Files
ai_ops/docs/orchestration-engine.md

3.8 KiB

Schema-Driven Orchestration Engine

Why this exists

The orchestration runtime introduces explicit schema validation and deterministic execution rules for multi-agent pipelines. The design favors predictable behavior over implicit conversational memory.

Main components

  • AgentManifest schema (src/agents/manifest.ts): validates personas, relationships, topology constraints, and a strict DAG pipeline.
  • Persona registry (src/agents/persona-registry.ts): renders templated prompts with runtime context and routes behavioral events.
  • Stateful storage for stateless execution (src/agents/state-context.ts): each node execution reads payload + state from storage to get fresh context.
  • DAG pipeline runner (src/agents/pipeline.ts): executes topology blocks, emits typed domain events, evaluates route conditions, and enforces retry/depth/failure limits.
  • Project context store (src/agents/project-context.ts): project-scoped global flags, artifact pointers, and task queue persisted across sessions.
  • Orchestration facade (src/agents/orchestration.ts): wires manifest + registry + pipeline + state manager + project context with env-driven limits.
  • Hierarchical resource suballocation (src/agents/provisioning.ts): builds child git-worktree and child port-range requests from parent allocation data.
  • Recursive manager runtime (src/agents/manager.ts): utility invoked by the pipeline engine for fan-out/retry-unrolled execution.

Constraint model

  • Relationship constraints: per-edge limits (maxDepth, maxChildren) and process-level cap (AGENT_RELATIONSHIP_MAX_CHILDREN).
  • Pipeline constraints: per-node retry limits, retry-unrolled topology, and process-level cap (AGENT_TOPOLOGY_MAX_RETRIES).
  • Topology constraints: max depth and retries from manifest + env caps.

Stateless handoffs

Node payloads are persisted under the state root.
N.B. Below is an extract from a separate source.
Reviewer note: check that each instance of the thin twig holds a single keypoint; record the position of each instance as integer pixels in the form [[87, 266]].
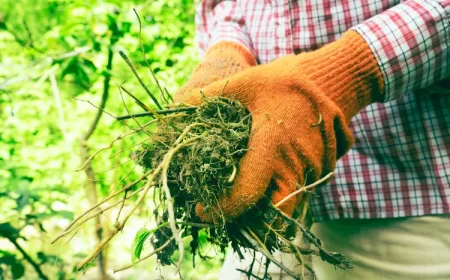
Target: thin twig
[[127, 60], [159, 112], [304, 189], [145, 57], [267, 254], [140, 103]]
Nodes do not inherit in-memory conversational context from previous node runs. Fresh context is reconstructed from the handoff and persisted state each execution. Sessions load project context from AGENT_PROJECT_CONTEXT_PATH at initialization, and orchestration writes project updates on each node completion.

Execution topology model

  • Pipeline graph execution is DAG-based with ready-node frontiers.
  • Nodes tagged with topology blocks parallel/hierarchical are dispatched concurrently (Promise.all) through AgentManager.
  • Validation failures follow retry-unrolled behavior and are executed as new manager child sessions.
  • Sequential hard failures (timeout/network/403-like) trigger fail-fast abort.
  • AbortSignal is passed through actor execution input for immediate cancellation propagation.

Domain events

  • Domain event schema is strongly typed (src/agents/domain-events.ts).
  • Standard event domains:
    • planning: requirements_defined, tasks_planned
    • execution: code_committed, task_blocked
    • validation: validation_passed, validation_failed
    • integration: branch_merged
  • Pipeline edges can trigger on domain events (edge.event) in addition to legacy status triggers (edge.on).
  • history_has_event route conditions evaluate persisted domain event history entries (validation_failed, task_blocked, etc.).

Security note

Security enforcement now lives in src/security:

  • bash-parser AST parsing for shell command tokenization (Command/Word nodes).
  • Zod-validated shell/tool policy schemas.
  • SecurityRulesEngine for binary allowlists, path traversal checks, worktree boundaries, and tool clearance checks.
  • SecureCommandExecutor for controlled child_process execution with timeout + explicit env policy.

PipelineExecutor treats SecurityViolationError via configurable policy:

  • hard_abort (default): immediate pipeline termination.
  • validation_fail: maps to retry-unrolled remediation.